Das Ausmaß der Massaker lässt sich kaum überblicken. Die Situation im Südsudan wird immer unübersichtlicher. Eine britische Reporterin musste fliehen.

Ein südsudanesischer Soldat in Bor. Bild: reuters

BERLIN taz | Simon lebt derzeit in der UN-Basis in Südsudans Hauptstadt Juba. Die britische Journalistin Hannah McNeish, die für AFP und BBC berichtet, fand ihn dort auf einer Matratze, mit vier Schusswunden. „Simon“ ist ein Pseudonym, die wahre Identität des Mannes bleibt geschützt.

Er sei verhaftet worden, als die Regierung von Präsident Salva Kiir Anfang vergangener Woche begann, mutmaßliche Anhänger des ehemaligen Vizepräsidenten Riek Machar unter dem Vorwurf des Putschversuchs festzunehmen, erzählte Simon der Reporterin.

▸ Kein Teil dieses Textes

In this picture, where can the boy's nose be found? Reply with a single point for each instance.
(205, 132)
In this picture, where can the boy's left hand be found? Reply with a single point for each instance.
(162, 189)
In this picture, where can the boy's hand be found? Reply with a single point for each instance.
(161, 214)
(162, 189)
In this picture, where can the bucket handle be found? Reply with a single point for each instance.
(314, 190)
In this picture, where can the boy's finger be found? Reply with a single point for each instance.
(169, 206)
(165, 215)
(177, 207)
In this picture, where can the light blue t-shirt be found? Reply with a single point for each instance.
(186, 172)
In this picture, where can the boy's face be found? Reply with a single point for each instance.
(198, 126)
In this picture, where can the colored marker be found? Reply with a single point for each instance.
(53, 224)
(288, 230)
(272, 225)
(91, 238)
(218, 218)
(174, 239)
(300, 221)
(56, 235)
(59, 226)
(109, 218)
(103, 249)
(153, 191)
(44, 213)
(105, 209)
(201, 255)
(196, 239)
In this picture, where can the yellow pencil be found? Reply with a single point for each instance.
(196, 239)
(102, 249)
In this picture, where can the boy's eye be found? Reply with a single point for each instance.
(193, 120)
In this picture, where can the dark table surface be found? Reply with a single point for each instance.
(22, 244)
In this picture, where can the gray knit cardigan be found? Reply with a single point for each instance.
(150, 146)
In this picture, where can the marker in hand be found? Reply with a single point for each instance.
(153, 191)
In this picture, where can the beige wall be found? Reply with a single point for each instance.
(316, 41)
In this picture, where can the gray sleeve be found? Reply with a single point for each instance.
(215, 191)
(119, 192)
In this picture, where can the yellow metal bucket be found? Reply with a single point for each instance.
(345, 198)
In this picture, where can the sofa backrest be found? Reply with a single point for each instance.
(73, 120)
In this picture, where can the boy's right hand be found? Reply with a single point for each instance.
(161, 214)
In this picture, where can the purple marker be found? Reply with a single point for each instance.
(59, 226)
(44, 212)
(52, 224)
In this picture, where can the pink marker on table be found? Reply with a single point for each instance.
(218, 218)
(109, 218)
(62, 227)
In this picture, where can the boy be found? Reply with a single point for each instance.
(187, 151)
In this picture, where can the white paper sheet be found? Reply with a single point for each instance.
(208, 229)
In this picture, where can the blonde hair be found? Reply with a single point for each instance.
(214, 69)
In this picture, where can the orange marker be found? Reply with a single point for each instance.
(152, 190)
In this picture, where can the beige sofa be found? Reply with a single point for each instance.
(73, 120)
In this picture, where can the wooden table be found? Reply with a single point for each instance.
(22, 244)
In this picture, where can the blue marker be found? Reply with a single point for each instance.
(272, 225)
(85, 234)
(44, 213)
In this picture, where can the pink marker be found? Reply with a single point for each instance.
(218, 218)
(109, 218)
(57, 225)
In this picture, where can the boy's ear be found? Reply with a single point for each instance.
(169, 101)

Mit bis zu 250 anderen Männern habe man ihn in eine Polizeiwache gepfercht. Dann hätten die Regierungstruppen durch die Fenster hindurch das Feuer eröffnet. Nur zwölf hätten überlebt, darunter er, Simon.

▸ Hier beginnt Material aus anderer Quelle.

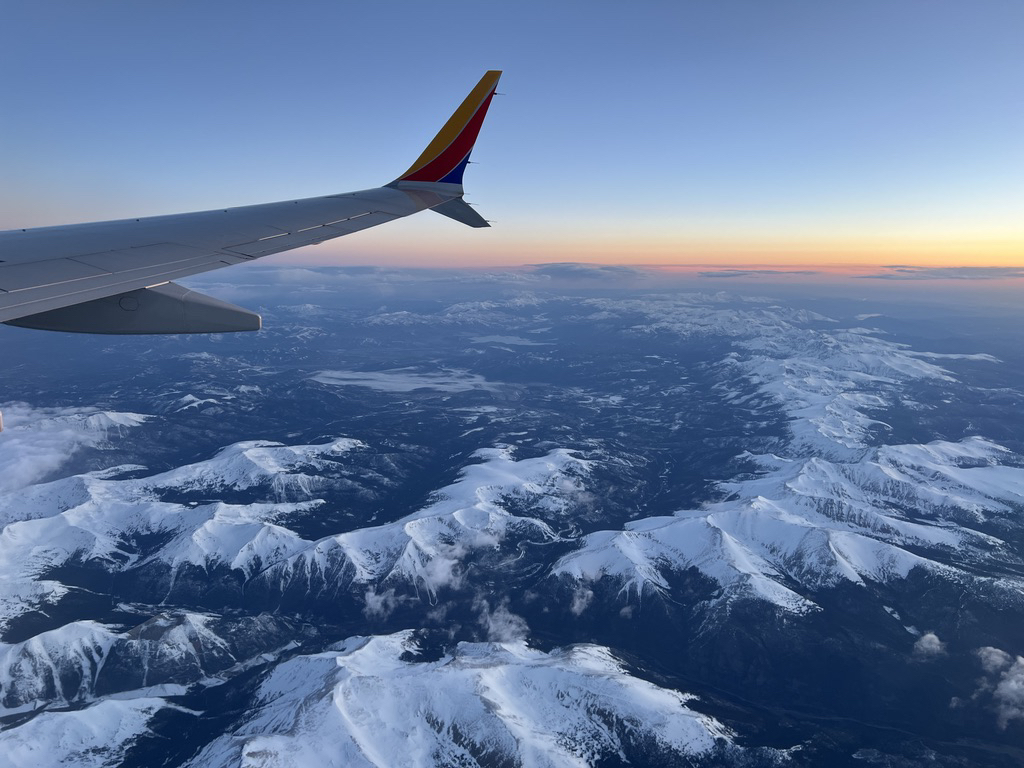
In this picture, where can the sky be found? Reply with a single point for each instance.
(733, 132)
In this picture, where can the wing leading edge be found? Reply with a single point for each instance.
(115, 276)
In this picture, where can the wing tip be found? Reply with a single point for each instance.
(445, 158)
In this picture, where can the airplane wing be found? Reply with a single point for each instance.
(115, 276)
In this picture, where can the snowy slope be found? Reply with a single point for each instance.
(367, 704)
(830, 507)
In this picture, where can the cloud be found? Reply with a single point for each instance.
(753, 272)
(404, 380)
(582, 599)
(993, 659)
(929, 646)
(379, 606)
(1004, 682)
(1009, 693)
(585, 271)
(898, 271)
(37, 442)
(501, 624)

Nachdem ein zweiter Überlebender diesen Ablauf bestätigte, suchte McNeish die fragliche Polizeiwache auf. Sie wurde „von Männern in Uniform und Zivil fortgeschickt“, schreibt sie. „Aber der Leichengeruch war überwältigend, alles war voller Fliegen, und die Mauern des Gebäudes waren mit Löchern übersät.“

Einer der Wachleute notierte sich ihr Autokennzeichen und begann zu telefonieren, woraufhin sie lieber wegfuhr. Als ein hoher Militär McNeish auch noch der „Aufhetzung zum Völkermord“ bezichtigte, ließ sie sich vom US-Militär evakuieren. „Ich wurde als Spionin beschimpft“, erzählt sie der taz am Telefon, „und Lügnerin genannt.“

Das mutmaßliche Massaker in Juba ist derzeit nicht verifizierbar. Die Überlebenden sagen, sie wurden verhaftet, weil sie zur Nuer-Volksgruppe von Exvizepräsident Riek Machar gehörten. Journalisten in Juba sagen, ganze Stadtteile, wo vor allem Nuer lebten, seien menschenleer. Hier und da seien Tote zu sehen. Und viele Geier.

Systematische Tötungen

Rund 500 Menschen, zumeist Nuer, sollen nach UN-Angaben in Juba getötet worden sein. Meuternde Nuer-Militärs wiederum haben seitdem mehrere Provinzstädte unter ihre Kontrolle gebracht und dort offenbar ebenso systematisch Dinka getötet, die der Ethnie des Präsidenten Salva Kiir angehören: erst in Bor, dann weiter nördlich in Bentiu und im derzeit umkämpften Malakal.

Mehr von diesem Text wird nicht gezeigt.